Déçu par la "tiédeur" des salafistes tunisiens, aux dires de sa mère, Tyler Vilus part en Syrie: après un premier séjour d'octobre à décembre 2012, il s'y installe en mars 2013. Dès l'été 2013, il écrit à sa mère: "En plus d'être flic, je suis devenu émir d'un groupe de Français". D'abord installé dans la région d'Alep (ouest), il s'établira en 2014 à Shaddadi (est), qui fut l'un des bastions de l'EI, près de la frontière irakienne. 
 

Figure de l’Etat islamique

Les enquêteurs décrivent les multiples casquettes de Tyler Vilus: à la fois "recruteur", "combattant" et "membre de la police" de l'EI. Il évoque lui-même des combats violents et "cette odeur de musc que seul un frère tombé peut dégager". Posté à Hraytan, dans la périphérie d'Alep, le Français est soupçonné d'être membre de la brigade "Al-Muhajireen" (des "immigrés"), un escadron responsable de tortures et d'exécutions sommaires, ce qu'il conteste. Sont aussi membres de ce commando Riahi, Abaaoud et deux futurs kamikazes du Bataclan: Samy Amimour et Ismaël Mostefai.

A Shaddadi, où se sont retrouvés de nombreux combattants français et belges, Tyler Vilus occupe un poste dans la police islamique chargée de l'application de la charia, des interpellations et exécutions, selon des témoins.

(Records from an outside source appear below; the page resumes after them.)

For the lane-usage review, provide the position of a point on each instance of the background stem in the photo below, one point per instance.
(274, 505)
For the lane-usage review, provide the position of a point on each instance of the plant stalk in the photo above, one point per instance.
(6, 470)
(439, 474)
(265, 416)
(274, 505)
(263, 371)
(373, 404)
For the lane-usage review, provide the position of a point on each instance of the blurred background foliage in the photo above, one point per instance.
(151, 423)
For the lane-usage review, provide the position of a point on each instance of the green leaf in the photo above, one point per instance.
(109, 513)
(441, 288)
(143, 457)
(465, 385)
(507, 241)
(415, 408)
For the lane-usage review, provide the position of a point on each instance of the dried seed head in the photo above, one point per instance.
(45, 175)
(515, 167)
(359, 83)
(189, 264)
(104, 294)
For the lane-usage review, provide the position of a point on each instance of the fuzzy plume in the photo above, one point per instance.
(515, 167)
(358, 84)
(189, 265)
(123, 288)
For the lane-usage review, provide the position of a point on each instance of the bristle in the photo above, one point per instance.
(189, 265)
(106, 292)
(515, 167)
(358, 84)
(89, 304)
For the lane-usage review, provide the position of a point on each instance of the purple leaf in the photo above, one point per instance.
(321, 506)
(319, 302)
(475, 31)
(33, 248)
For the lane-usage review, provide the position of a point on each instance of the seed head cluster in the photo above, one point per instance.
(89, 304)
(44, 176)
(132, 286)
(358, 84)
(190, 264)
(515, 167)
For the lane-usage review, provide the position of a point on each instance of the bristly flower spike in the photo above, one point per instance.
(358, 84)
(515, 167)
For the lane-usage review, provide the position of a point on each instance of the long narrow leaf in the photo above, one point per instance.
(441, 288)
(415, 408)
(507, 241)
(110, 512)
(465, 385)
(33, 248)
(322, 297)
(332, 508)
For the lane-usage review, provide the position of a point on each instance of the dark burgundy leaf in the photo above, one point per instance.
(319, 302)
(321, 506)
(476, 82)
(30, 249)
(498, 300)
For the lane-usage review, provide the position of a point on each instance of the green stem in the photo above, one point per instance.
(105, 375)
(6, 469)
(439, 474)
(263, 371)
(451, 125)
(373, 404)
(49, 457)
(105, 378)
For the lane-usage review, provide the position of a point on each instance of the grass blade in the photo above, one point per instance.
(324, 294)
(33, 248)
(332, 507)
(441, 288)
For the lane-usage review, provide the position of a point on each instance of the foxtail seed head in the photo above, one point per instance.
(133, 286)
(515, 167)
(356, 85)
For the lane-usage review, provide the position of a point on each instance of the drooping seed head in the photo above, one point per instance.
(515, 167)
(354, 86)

Le Français d’origine antillaise apparaît dans une vidéo diffusée en 2015 par le bureau médiatique de l'EI: deux prisonniers, l'un appartenant à l'Armée syrienne libre et l'autre aux troupes de Bachar Al-Assad, agenouillés et yeux bandés, sont exécutés d'une balle dans la tête. Visage découvert, Tyler Vilus se tient debout, sur la même ligne que les bourreaux. Tyler Vilus n'est pas soupçonné d'être l'un des bourreaux cagoulés mais il contient la foule, levant le bras lorsque les prisonniers sont assassinés. "Je n'ai eu aucun rôle dans cette exécution. Je sortais de la mosquée (…) J'ai été rameuté comme les civils qui sont présents sur ce carrefour", se défend-il devant le juge qui l'interroge au cours de l'instruction, d'après Franceinfo.

Le procès est prévu à Paris jusqu'au 3 juillet.